The president announced his own discharge from Walter Reed National Military Medical Center Monday afternoon, tweeting:
One phrase stood out: “Don’t be afraid of Covid.” After announcing that he will be leaving the hospital following treatment for COVID-19, President Trump said not to fear the disease that has killed more than 209,000 Americans and infected more than 7 million.
There’s a long history of the president of the United States imploring his people not to give in to fear. But in this case, Trump is giving dangerous advice.
Fear is natural in the face of the most deadly pandemic in a century. It’s also useful. Fear has motivated us to understand as much as possible about how the virus spreads, and fear can drive us to take the actions necessary to stop it. If we don’t acknowledge the legitimately frightening reality of this disease, we may not be motivated to act responsibly to reduce transmission. Willfully ignoring that fear puts everyone at risk.
Early in the pandemic, much of the fear was stoked by how little we knew. The tools at our disposal for stopping its spread were limited and blunt. We knew it was a good idea to wash your hands and not touch your face, but it quickly became apparent that those simple steps weren’t enough.
By the time states’ initial lockdowns measures were starting to ease, researchers had learned a lot more about how COVID-19 spreads. Thanks to vigorous scientific investigation, we learned that people can shed the virus before they even have symptoms. We learned that tiny, airborne particles can spread the virus just like the larger, wet droplets we already knew carry it. And we discovered that masks can help reduce the number of those virus-laden particles a person expels and inhales. We also learned the virus wasn’t as deadly as initially thought, and some modes of transmission — like surfaces — weren’t as big of a threat. We were getting a handle of what to be afraid of, and what not to be.
Armed with all of this information, public health experts were able to develop recommendations for exactly what communities and individuals can do to avoid getting and spreading the virus. Keep six feet of distance between yourself and people who don’t live in the same house as you. Wear a mask whenever you’re out in public. Wash your hands (still a good idea!) and try to limit how often you’re leaving your home. These guidelines are recommended by the Centers for Disease Control and Prevention, the World Health Organization, countless local public health organizations and, yes, the White House, too.

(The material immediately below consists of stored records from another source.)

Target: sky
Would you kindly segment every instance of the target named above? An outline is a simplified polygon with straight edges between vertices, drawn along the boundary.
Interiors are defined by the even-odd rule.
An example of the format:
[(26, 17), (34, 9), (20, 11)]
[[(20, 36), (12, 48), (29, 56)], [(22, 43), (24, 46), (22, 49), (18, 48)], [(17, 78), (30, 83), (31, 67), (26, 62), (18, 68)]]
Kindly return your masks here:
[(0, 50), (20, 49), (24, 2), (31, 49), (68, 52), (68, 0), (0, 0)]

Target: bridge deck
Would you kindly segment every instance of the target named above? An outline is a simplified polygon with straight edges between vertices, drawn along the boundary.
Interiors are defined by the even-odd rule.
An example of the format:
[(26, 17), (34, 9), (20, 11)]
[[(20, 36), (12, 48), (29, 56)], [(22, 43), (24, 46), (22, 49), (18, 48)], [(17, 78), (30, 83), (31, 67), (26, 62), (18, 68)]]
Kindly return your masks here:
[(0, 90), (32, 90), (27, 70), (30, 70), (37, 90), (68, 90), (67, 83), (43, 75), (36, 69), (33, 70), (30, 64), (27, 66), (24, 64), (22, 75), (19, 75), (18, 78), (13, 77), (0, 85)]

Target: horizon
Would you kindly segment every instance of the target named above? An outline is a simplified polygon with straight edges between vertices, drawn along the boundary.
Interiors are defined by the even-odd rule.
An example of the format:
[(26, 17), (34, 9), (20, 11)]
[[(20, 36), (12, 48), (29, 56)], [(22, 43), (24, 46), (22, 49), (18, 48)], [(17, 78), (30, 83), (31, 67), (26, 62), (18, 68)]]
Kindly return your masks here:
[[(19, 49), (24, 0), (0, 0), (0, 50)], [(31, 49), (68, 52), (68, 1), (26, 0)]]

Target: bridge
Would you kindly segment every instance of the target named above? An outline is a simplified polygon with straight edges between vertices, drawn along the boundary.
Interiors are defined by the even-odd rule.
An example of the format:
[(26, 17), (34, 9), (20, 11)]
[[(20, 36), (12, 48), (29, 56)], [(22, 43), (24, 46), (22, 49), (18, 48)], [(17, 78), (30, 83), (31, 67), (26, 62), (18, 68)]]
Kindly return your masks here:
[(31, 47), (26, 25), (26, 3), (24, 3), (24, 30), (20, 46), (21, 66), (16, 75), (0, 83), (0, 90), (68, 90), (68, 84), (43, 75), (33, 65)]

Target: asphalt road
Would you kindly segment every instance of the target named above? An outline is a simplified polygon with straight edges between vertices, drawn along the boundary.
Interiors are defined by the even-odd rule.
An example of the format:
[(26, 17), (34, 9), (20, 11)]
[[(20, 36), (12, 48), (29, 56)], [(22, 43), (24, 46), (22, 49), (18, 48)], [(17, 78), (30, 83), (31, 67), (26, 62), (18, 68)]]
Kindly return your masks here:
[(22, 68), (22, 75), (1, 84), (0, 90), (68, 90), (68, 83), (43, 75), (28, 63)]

And the best evidence we have suggests that these simple actions work. A June study published in Nature estimated as many as 60 million COVID-19 infections were avoided thanks to social distancing and lockdown efforts. And disease modelling projects that tens of thousands of lives could be spared with widespread adoption of social distancing and mask-wearing.
The president’s message not to be afraid of the virus is dangerous if it encourages Americans to reject the things they do because they’re afraid of the virus. And that has implications for all of us. Think of the grocery store worker who has to stock shelves while dozens of strangers brush past them, or the nurse who has to come in close proximity with patients daily, many of whom may have active COVID-19 infections. Without the fear of what this disease can do to you, there’s little motivation to protect them.
It’s easier to feel secure when you’re the president of the United States, of course. But that’s not a reality the rest of us live day to day. In our reality, fear is rational, and it’s what pushes us to act. By telling us there’s nothing to fear, Trump is both ignoring the experience of millions of Americans, and giving further fuel to those whose response to fear is denial. Fear on its own isn’t useful. But neither is a dismissal of reality.